PUPA: 45--51mm. Shape the same as that of Hippotion velox, i.e. proboscis projecting, laterally compressed and cariniform. In colour, tongue-case, legs, antenna and wing-case with a golden lustre; veins and legs dotted with black. Head, thorax and abdomen pale russet brown, darker on dorsum of abdomen, venter of abdomen greyish. An interrupted black ventral stripe is present on segments 8 to 10; there is also a subspiracular stripe of coalescent brown dots. Bevels of segments 8 to 10 brown; spiracles black surrounded by a greyish area dotted with russet; cremaster dark reddish-brown. Surface moderately shiny; head and thorax superficially wrinkled; tongue-case, antenna and wing-case nearly smooth, with a metallic lustre. Abdomen closely, finely transversely corrugate; front bevels of segments 9 to 11 punctate-corrugate. Spiracle of segment 2 a narrow slit covered by a slight, raised emargination of the front margin of 3; remaining spiracles oval, surface slightly depressed. Cremaster triangular at base, but extending into a long, glossy shaft which terminates in a very sharp point; ventral surface slightly hollow. Formed in a loosely spun brown cocoon, either on the ground amongst litter, or just below the surface of the soil. Does not overwinter in the region.

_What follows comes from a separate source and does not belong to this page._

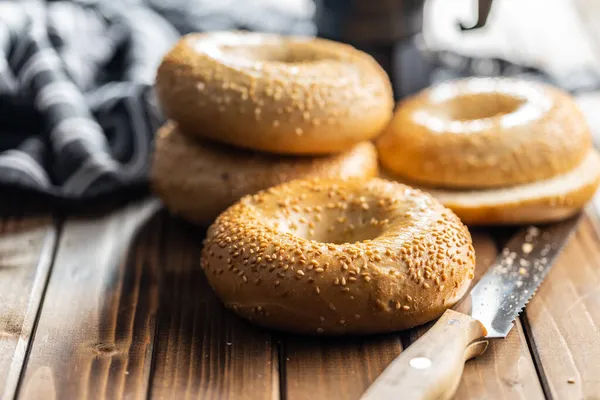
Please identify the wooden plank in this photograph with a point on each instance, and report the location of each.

Larval hostplants. Mainly species of Vitis and Parthenocissus. In India also on Spermacoce hispida, Boerhavia, Rumex and Caladium; the latter also in Malaysia (Chey Vun Khen, 2003). In Pakistan, it has also been recorded from Mirabilis jalapa at Islamabad (Muhammad Ather Rafi, pers. comm. 2014).
On Taiwan recorded from Amorphophallus paeoniifolius, Ampelopsis brevipedunculata, Ampelopsis cantoniensis, Cayratia japonica, Cissus kerrii, Cissus verticillata [syn. Cissus sicyoides], Colocasia esculenta, Colocasia antiquorum [syn. Colocasia tonoimo], Dendrobium moniliforme, Epipremnum aureum, Impatiens walleriana, Mirabilis jalapa, Morinda citrifolia, Parthenocissus tricuspidata, Pentas lanceolata, Syngonium podophyllum, Typhonium blumei, Vitis thunbergii and Vitis vinifera.
Dvořák (2014) lists Cayratia trifolia and Colocasia esculentaas the main hosts for Metro-Manila, the Philippines, as well as Mitragyna speciosa, Pisonia grandis and Pisonia umbellifera [syn. Pisonia alba]. On the latter two species, often in the company of Hippotion velox.
None recorded for the region.
China: Sichuan (Huili); Yunnan (Dali; Gaoligong Shan); Tibet/Xizang (Nyingchi, Namjagbarwa region, 3050m; Yadong, 2900m; Zhangmu, 2200m); Hunan; Guangdong; Hong Kong.
Japan: Ryukyu Archipelago (Okinawa; Amami Oshima); Kyushu (Kagoshima).
Apparently a rare migrant to southern China, Taiwan and southern Japan. It was recorded from the latter country for the first time in 1988 (Masaya, 1990).
Tropical Africa, Asia and Australia.
A notable migrant in most years from Africa, India and South East Asia north into the Palaearctic region.